O Supremo Tribunal Federal (STF) decidiu, por unanimidade, nesta quarta-feira (19), que a Lei Maria da Penha também protege mulheres vítimas de violência de gênero mesmo sem vínculo doméstico, familiar ou afetivo com o agressor. A decisão tem repercussão geral e deve orientar casos semelhantes em todo o país.
O caso julgado partiu de Minas Gerais. Uma mulher pediu medidas protetivas contra um vizinho que a perseguia e ameaçava de morte por razões de gênero, num contexto comunitário, sem relação doméstica ou afetiva entre os dois.
O Tribunal de Justiça de Minas Gerais (TJ-MG) negou o pedido, por entender que a lei não se aplicava ao caso. O Ministério Público estadual recorreu ao STF.
O relator, ministro Edson Fachin, presidente do STF, escreveu no voto: "A violência de gênero não se limita à violência doméstica e familiar, embora seja mais recorrente nesses contextos. A violência de gênero reside no fato de que a agressão contra a mulher é motivada por sua condição feminina".
O ministro Flávio Dino propôs, e o colegiado aprovou, a inclusão explícita da proteção contra violência política de gênero no entendimento.
Já o ministro Cristiano Zanin fixou uma regra prática. Pedido de medida protetiva urgente precisa ser analisado de imediato por qualquer juiz competente, sempre que houver risco à integridade física ou psicológica da vítima.
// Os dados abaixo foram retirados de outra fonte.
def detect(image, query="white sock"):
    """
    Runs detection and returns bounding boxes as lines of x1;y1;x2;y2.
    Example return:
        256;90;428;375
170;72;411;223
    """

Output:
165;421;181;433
Só depois o processo é encaminhado ao juízo especializado.
O que muda na prática para as mulheres?
Antes da decisão, a Lei Maria da Penha só valia quando havia relação doméstica, familiar ou afetiva entre vítima e agressor.
Com a ampliação, ela passa a alcançar também situações como perseguição no trabalho, na escola, na universidade, no transporte público ou em relações ocasionais, segundo a advogada criminalista Nara Borgo.
No julgamento, o Ministério Público defendeu que a proteção deve alcançar toda violência motivada pelo gênero da vítima, independentemente do vínculo com o agressor.
A Advocacia-Geral da União (AGU) discordou. Para o órgão, a Lei Maria da Penha não foi criada como norma geral de combate à violência de gênero, e ampliar seu alcance sem critério poderia sobrecarregar a rede especializada de proteção e dispersar recursos públicos.
Prevaleceu o entendimento do relator. Por ter repercussão geral, a tese fixada no julgamento (Tema 1.412) vale para todos os processos semelhantes na Justiça brasileira.